Abilify (aripiprazole) is out! But you probably already know this, if your mailbox and fax machine have become as saturated with BMSfunded missives from CME, Inc. as mine have been. The hired guns are out in force once again, and so we front-line clinicians are faced with the task of separating the authentic wheat from the hyped-up chaff.
The buzz is about its mechanism of action, which is unique among currently approved antipsychotics. Rather than being a dopamine blocker, it is a “dopamine system stabilizer”. What does this fancy moniker actually mean?
Let’s go back to the basics of antipsychotics. Conventional agents are dopamine antagonists throughout the brain, not distinguishing between the mesolimbic regions (where too much dopamine causes psychosis, we hypothesize) and the nigrostriatal region (where dopamine normally modulates fluidity of movement). Thus, far from “stabilizing” dopamine, conventional neuroleptics shut down on dopamine indiscriminately, leading to the movement disorders for which they are infamous.
So, along came the atypicals, first Clozaril, and subsequently the “first-line atypicals” (Risperdal, Zyprexa, Seroquel, and Geodon). Like conventionals, atypicals block dopamine receptors, but they also do something to modulate this effect: they block serotonin 2A receptors, especially in the nigrostriatal cortex. Since decreasing serotonin tends to increase dopamine, blocking 5HT 2A has the effect of releasing more dopamine where it is needed to prevent movement problems. Thus, atypicals tend not to cause EPS or TD. In a very real sense, then, current atypicals already are dopamine system stabilizers. So why the hullabaloo over Abilify?
It is not entirely clear. It may be because Abilify’s mechanism of stabilizing the dopamine system is more elegant. Rather than blocking dopamine in one area, then relying on also blocking serotonin to normalize levels, Abilify is a “partial agonist” of D2 in the first place, meaning that it sits on the dopamine receptor strongly enough to bat away the excess dopamine that causes psychosis, while at the same time exerting enough mild dopamine-like activity to prevent movement disorders. So its dopamine stabilizing mechanism is more direct. But does that make it a better antipsychotic? Probably not.
In fact, the clinical trials very clearly show that Abilify is no more effective than either Haldol or Risperdal. The most widely read study, by Kane and colleagues, randomized 414 acutely relapsed schizophrenic patients to one of four groups: Abilify 15 mg, Abilify 30 mg, Haldol 10 mg, and Placebo. All three active treatments improved both positive and negative symptoms equivalently. The only significant benefit of Abilify was in its better side effect profile.

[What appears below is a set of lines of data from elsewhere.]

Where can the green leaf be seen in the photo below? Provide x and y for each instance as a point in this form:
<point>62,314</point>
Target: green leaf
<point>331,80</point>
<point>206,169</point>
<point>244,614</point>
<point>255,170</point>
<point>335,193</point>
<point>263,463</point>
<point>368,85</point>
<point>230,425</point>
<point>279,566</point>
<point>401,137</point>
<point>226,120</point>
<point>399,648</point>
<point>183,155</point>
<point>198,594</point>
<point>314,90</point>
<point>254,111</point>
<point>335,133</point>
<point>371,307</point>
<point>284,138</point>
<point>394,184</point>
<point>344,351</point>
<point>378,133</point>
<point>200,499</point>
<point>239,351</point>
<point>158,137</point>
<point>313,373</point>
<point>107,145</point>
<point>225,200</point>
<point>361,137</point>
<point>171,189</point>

In terms of side effects, Abilify may very well be the most perfect antipsychotic yet developed. No EPS, no weight gain, no hyperprolactinemia, less sedation than any of its competitors (but watch out for insomnia, which is common). Abilify is Geodon without QT prolongation, and for this reason TCR predicts that it will become very popular, very quickly.

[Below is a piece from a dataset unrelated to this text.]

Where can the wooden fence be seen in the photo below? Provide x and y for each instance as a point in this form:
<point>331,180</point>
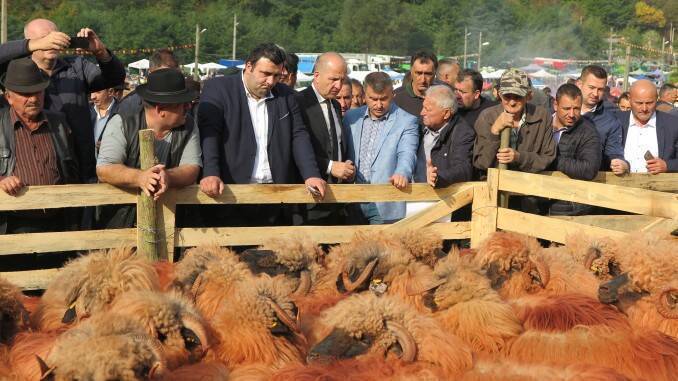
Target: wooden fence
<point>649,197</point>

Dose it like this: Start at 15 mg Q AM, aim for 15 mg to 30 mg for best therapeutic effect. Try to stay at 15 mg though, because at 30 mg there is more sedation. It’s a very easy drug to use.

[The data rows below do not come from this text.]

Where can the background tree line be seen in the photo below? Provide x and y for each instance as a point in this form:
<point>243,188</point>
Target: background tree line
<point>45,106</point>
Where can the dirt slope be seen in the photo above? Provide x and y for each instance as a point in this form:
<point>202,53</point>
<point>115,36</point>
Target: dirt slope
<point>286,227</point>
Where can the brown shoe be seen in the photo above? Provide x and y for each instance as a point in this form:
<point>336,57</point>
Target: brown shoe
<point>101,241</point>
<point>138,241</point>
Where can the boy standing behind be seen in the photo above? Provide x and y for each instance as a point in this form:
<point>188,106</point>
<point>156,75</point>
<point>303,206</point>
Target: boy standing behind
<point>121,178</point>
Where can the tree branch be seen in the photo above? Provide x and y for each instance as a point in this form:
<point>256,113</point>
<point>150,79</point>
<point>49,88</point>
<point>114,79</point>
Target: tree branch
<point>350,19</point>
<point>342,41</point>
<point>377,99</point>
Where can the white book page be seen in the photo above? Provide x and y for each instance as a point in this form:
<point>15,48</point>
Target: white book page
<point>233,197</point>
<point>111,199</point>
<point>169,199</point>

If only the Abilify-boosters would stop harping on it’s pseud-ounique mechanism of action and emphasize what makes it truly unique—the best side effect profile in its class.
TCR VERDICT: The most perfect atypical—but enough about its mechanism!
1. Kane JM, Carson WH, Saha AR: Efficacy and safety of aripiprazole and haloperidal versus placebo in patients with schizophrenia and schizoaffective disorder. J Clin Psychiatry 2002;63:763-771.